The Hong Kong champions confirmed a notice of arbitration had been sent to fellow Premier League club Eastern, Hong Kong’s representative in last year’s tournament; the Hong Kong Football Association; and HKFA chief executive Mark Sutcliffe, although the club preferred not to disclose further details.
The case is being handled by the Hong Kong International Arbitration Centre, of which newly elected Secretary of Justice Teresa Cheng Yeuk-wah was the chairwoman until 2017.
“We can confirm such a notice ... and the case is in progress,” said Kitchee Sports Club president Ken Ng Kin.
“And according to the rules, no information relating to the arbitration shall be disclosed by any person without written consent of each and every party ... consequently, Kitchee cannot make any disclosure at this time,” added Ng, a former director on the HKFA board and also a special adviser.

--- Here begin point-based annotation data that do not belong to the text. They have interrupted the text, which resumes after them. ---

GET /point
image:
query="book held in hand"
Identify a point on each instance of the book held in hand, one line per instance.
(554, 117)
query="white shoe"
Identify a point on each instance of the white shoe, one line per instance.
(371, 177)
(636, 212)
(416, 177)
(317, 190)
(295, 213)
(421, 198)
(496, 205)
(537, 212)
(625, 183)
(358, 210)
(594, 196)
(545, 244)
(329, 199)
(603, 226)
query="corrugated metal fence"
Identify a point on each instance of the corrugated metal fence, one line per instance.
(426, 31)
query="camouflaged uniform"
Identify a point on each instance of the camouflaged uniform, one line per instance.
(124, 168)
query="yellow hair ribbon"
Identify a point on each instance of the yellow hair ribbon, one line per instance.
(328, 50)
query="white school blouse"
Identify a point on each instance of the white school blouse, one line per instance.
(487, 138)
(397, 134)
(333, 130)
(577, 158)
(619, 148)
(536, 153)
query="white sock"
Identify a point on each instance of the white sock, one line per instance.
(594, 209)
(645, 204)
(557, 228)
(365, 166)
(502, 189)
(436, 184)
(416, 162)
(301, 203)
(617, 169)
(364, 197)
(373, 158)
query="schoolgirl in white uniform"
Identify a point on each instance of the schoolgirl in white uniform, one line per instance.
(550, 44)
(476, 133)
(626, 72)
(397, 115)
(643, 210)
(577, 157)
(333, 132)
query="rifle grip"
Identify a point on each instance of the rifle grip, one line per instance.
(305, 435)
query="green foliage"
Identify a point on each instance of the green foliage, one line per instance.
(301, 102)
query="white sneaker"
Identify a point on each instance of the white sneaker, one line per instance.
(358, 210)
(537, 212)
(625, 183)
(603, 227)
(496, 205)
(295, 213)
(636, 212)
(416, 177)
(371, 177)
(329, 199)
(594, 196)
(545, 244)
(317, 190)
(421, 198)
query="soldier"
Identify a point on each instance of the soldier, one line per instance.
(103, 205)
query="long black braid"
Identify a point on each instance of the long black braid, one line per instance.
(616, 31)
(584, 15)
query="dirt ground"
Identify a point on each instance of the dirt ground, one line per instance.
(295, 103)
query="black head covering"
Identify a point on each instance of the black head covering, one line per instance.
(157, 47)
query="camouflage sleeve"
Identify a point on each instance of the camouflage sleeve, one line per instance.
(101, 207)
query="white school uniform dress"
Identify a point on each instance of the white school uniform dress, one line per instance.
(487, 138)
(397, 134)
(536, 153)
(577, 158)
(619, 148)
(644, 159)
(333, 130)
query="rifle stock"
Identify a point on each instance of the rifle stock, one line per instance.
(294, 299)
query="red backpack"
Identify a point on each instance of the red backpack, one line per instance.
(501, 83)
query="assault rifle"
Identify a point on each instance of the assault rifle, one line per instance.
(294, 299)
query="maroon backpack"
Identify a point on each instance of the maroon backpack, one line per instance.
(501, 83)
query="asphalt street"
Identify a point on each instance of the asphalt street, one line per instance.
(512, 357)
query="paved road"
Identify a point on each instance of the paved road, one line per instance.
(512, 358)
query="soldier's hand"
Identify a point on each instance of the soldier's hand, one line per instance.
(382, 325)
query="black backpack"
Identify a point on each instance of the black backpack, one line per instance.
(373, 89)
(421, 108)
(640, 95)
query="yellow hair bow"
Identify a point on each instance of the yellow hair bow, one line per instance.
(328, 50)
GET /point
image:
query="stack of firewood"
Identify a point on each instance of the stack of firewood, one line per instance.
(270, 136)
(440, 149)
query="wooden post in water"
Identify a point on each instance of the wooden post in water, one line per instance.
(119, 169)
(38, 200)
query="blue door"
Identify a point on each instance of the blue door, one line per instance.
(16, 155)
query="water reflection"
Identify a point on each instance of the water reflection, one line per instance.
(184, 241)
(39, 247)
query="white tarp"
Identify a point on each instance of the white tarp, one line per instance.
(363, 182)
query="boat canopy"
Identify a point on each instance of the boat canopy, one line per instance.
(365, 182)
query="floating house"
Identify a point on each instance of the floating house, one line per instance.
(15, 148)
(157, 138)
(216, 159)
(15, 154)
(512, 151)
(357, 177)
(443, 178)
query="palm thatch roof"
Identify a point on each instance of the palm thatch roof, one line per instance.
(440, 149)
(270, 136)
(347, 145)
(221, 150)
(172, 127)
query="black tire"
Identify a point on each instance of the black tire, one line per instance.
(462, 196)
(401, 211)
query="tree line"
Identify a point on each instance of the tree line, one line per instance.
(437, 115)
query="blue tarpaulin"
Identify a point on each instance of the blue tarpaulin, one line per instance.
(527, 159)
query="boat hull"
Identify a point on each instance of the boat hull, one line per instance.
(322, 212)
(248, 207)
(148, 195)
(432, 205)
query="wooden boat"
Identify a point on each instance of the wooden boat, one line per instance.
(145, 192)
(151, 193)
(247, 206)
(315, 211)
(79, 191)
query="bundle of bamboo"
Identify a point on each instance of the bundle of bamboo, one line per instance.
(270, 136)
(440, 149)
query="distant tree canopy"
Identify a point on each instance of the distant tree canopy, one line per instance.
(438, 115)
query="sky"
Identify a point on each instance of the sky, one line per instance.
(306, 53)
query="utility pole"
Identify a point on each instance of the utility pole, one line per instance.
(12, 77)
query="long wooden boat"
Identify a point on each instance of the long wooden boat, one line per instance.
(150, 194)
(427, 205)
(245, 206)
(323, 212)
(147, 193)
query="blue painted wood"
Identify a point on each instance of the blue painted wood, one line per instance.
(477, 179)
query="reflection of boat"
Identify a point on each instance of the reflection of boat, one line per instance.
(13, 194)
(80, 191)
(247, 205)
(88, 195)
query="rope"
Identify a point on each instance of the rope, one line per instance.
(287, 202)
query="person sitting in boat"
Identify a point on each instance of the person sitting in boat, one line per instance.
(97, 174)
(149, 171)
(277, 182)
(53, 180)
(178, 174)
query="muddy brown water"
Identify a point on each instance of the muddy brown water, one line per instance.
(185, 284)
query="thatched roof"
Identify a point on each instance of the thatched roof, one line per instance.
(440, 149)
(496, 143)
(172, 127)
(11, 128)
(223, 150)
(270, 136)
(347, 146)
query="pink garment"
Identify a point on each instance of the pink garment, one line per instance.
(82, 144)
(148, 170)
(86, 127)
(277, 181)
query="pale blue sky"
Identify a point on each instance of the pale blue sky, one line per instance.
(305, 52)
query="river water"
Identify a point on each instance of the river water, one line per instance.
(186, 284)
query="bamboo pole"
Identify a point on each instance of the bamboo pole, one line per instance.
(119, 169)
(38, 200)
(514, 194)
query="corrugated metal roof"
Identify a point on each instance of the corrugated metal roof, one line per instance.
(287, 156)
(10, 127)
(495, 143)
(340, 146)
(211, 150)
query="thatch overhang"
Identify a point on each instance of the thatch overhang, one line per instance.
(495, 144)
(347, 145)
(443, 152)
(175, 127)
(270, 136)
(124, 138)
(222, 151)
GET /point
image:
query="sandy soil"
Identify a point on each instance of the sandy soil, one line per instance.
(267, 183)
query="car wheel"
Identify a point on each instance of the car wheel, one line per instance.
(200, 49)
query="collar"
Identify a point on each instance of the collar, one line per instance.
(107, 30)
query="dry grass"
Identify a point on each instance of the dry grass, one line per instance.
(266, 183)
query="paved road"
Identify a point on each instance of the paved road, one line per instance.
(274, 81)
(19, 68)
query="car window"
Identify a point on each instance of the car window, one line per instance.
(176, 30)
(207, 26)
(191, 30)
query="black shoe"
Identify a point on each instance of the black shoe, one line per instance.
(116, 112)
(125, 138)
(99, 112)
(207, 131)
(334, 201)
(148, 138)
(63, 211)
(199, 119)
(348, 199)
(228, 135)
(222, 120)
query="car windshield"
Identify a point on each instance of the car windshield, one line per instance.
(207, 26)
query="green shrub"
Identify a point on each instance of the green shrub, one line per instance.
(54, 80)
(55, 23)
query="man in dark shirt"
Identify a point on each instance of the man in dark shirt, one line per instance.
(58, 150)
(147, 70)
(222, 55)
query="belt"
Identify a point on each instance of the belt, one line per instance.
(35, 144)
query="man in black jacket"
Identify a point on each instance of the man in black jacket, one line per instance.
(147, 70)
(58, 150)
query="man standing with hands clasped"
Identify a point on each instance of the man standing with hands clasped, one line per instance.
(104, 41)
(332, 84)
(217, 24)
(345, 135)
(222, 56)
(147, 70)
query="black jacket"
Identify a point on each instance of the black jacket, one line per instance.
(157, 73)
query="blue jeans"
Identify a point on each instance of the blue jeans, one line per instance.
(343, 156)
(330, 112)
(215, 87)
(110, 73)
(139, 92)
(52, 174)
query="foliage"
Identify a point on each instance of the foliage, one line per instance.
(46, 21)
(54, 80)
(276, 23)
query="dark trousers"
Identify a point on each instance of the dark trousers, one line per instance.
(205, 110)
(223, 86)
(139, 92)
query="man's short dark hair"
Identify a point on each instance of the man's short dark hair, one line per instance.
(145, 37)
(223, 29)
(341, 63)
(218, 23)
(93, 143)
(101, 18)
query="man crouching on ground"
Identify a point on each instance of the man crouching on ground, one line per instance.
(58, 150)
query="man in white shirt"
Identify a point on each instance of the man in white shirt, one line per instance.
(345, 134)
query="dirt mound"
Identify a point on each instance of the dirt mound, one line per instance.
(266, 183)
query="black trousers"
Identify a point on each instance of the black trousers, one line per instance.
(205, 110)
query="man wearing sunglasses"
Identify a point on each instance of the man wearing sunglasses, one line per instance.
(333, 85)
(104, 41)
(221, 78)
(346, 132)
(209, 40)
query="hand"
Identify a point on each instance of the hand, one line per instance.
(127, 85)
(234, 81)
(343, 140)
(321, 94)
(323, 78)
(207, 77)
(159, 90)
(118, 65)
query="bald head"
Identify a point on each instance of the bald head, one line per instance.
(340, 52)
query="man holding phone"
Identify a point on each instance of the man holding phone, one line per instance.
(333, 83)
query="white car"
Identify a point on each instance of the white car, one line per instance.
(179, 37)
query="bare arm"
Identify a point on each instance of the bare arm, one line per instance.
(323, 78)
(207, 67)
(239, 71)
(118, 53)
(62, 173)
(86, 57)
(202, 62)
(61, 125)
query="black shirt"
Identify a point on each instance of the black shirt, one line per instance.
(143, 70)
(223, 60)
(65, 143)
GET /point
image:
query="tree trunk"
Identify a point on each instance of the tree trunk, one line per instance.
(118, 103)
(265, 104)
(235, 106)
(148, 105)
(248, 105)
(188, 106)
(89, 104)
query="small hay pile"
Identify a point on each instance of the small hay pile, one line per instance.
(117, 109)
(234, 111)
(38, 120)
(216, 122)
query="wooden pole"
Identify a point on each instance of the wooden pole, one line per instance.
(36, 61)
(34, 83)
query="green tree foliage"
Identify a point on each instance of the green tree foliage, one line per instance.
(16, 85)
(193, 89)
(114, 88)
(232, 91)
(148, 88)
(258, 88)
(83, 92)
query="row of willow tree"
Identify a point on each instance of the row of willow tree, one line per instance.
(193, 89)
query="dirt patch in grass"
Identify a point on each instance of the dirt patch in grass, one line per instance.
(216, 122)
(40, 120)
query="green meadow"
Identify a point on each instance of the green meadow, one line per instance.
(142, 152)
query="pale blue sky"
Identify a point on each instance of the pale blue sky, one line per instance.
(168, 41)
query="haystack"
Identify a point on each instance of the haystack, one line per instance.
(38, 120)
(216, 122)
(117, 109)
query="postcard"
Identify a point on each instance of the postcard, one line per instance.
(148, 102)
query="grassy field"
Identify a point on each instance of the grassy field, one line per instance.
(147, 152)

It is understood Kitchee are holding the respondents responsible for their losses as a result of failing to start in the 2017 AFC Champions League group stage and losses suffered for hosting the Lunar New Year Cup of the same year which clashed with the qualifying round of the Champions League.
The three respondents have denied all the claims and the four parties involved have agreed to appoint a senior counsel as the arbitrator.
Neither Sutcliffe nor Eastern was willing to comment while an HKFA official said the case was being handled by the lawyer and hopefully a resolution could be sorted out as soon as possible.
“This has given the public a very bad image on Hong Kong soccer,” the official said. “It’s never our intention to start a legal battle, but we could do little as one of three respondents.”
The eligibility fiasco started in the summer of 2016 when Eastern, the Premier League champions of that season, were entitled to represent Hong Kong in the following year’s Champions League group stage as decided by AFC rules, while Kitchee, as the Hong Kong Play-off Cup winners, could start in the qualifying round of the same tournament.
However, Eastern informed the Football Association they would withdraw because of financial difficulties, only to change their minds a few days later before informing the association.
At an HKFA board meeting in early August, it was decided Kitchee would take up the position left by Eastern, with Southern to represent Hong Kong in the qualifying round.
Kitchee were also later appointed by the HKFA to host the Lunar New Year Cup in January.
But in November, before the entry closed for the Champions League, it was discovered that Kitchee could not replace Eastern and would be forced to start in the qualifying round. Only regional champions are allowed to compete in the Champions League under AFC rules.
Ng then lashed out at Sutcliffe for making an administrative blunder by excluding them from the group stage.
Eastern made gate receipts of about HK$2 million for their three home games in the Champions League, while income for the 2017 Lunar New Year Cup, which involved three overseas teams – Auckland City, FC Seoul and Muangthong United of Thailand – reached HK$1.9 million for two playing days, which was not enough to cover their expenses.